I do not mean to suggest that the nomination of Brennan means that there are no differences between the Bush and Obama administration on civil liberties. Obama did ban torture and extraordinary rendition by executive order upon taking office, and this matters. Where Obama has failed, however, is in creating the institutional incentives that will inhibit torture on the part of future administrations. His failure to prosecute even the most egregious instances of torture under the previous administration sends an unmistakable message that torturers can expect not to be held accountable. Nor has the administration (or the Democratic leadership in Congress) shown any interest in hearings that would at least shine a public light on post -9/11 security abuses. The Brennan nomination fits in all too well with this pattern of denying accountability. One would think that at a minimum being a defender of arbitrary detention and torture would exclude someone from consideration from a job as important as head of the CIA
Sadly, the nomination of John Brennan probably does not signal any significant changes in policy; it is but another hum-drum example of the Beltway’s increasingly debased sense of accountability.
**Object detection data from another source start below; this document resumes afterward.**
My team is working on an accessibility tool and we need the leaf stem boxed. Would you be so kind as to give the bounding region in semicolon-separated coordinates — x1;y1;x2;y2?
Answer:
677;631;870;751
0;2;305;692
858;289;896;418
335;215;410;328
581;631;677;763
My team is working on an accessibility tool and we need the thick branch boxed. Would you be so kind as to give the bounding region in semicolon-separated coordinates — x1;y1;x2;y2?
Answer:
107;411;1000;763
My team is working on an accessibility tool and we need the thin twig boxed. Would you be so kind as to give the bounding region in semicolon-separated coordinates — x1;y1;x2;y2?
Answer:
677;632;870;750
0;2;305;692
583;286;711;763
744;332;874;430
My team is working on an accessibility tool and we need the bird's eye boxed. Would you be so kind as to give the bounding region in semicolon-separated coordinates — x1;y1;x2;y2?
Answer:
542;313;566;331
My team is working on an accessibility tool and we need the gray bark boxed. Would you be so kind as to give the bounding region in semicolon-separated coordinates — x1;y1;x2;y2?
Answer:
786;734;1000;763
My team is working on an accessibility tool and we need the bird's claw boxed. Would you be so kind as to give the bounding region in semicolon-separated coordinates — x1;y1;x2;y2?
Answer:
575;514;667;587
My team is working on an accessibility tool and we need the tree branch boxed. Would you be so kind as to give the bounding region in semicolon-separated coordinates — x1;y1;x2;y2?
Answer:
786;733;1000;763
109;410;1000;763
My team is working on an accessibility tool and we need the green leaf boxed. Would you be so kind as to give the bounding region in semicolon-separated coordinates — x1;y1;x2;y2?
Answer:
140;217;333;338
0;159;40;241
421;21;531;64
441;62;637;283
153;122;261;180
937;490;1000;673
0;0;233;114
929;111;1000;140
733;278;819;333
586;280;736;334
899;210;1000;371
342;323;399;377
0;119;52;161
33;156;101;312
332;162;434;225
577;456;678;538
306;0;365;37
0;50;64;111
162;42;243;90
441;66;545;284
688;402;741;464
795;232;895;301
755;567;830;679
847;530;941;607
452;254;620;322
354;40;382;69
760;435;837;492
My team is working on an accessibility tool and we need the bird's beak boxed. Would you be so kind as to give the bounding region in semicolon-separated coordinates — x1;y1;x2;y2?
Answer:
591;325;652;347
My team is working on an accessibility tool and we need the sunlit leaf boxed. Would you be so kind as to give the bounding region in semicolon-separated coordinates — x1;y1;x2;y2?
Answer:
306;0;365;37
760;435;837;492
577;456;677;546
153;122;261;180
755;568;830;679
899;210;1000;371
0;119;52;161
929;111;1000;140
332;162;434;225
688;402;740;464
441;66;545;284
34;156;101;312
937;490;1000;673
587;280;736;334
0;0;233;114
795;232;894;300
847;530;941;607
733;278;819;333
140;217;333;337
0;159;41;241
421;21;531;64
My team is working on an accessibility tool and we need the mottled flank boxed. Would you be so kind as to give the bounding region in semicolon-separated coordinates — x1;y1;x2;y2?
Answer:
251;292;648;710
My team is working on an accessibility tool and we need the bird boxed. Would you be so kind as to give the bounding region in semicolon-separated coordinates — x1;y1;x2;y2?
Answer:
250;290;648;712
A consensual affair may cost a prominent public official his or her job and trigger a major investigation, privacy be damned. But abusing human rights has no consequence.
I cannot tell a lie — Douthat’s take on the Brennan/Hagel appointments is actually largely correct. The political dilemma is that Bush’s security policy without starting hugely stupid and destructive wars and without the direct arbitrary detention and torture (albeit without any serious effort to hamstring the arbitrary detention and torture of future administrations) is a substantial improvement. But, to put it mildly, it leaves a lot to be desired.